The duo is part of the committee and is spearheading the efforts to answer that question. Part of that question starts with what infrastructure the university needs to have in place to optimize its energy consumption as it grows and adds more buildings.

“How do we do that, so that we don’t find ourselves in a negative situation when a hurricane comes, or something like the freeze that happened [in 2021] and the whole grid shuts down,” said Wheeler.

Ranganath, who heads the committee, said the university has hired the consulting firm Jacobs Engineering to work on the campus’ energy plan. The team has shared some of its ideas with the consulting firm, which is tasked with recommending infrastructure projects including feasibility, costs, and phasing aspects.

The firm has gathered data from UH, as well as toured the campus to evaluate the electrical infrastructure; building heating, cooling, and ventilation systems; the mechanical infrastructure, the central plant, and the tunnel systems that UH uses for utility distribution across the campus.

“They are right now preparing the report based on their observations and analysis, and we expect the report to come up with several recommendations to improve our infrastructure and make our infrastructure more resilient, more reliable, and more sustainable in the future as this campus grows,” said Ranganath.

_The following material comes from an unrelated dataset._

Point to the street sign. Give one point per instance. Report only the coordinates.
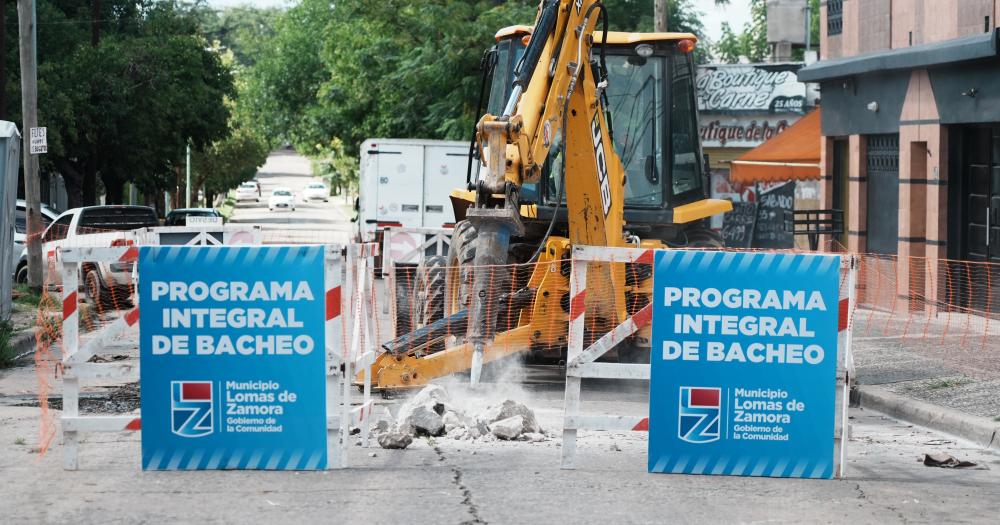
(194, 220)
(39, 141)
(743, 364)
(232, 355)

This effort will UH reduce its energy consumption which in turn will decrease its carbon footprint.

“There’s got to be some type of modern technology out there that we could capitalize on, to help us get to where we want to, to reduce our energy consumption and our energy costs, and still not reduce the service that we’re putting out to the campus and community,” said Wheeler.

The university’s energy plan is a long-term project, the first steps of which are underway. The implementation steps will follow once the committee receives the recommendations from the consultant.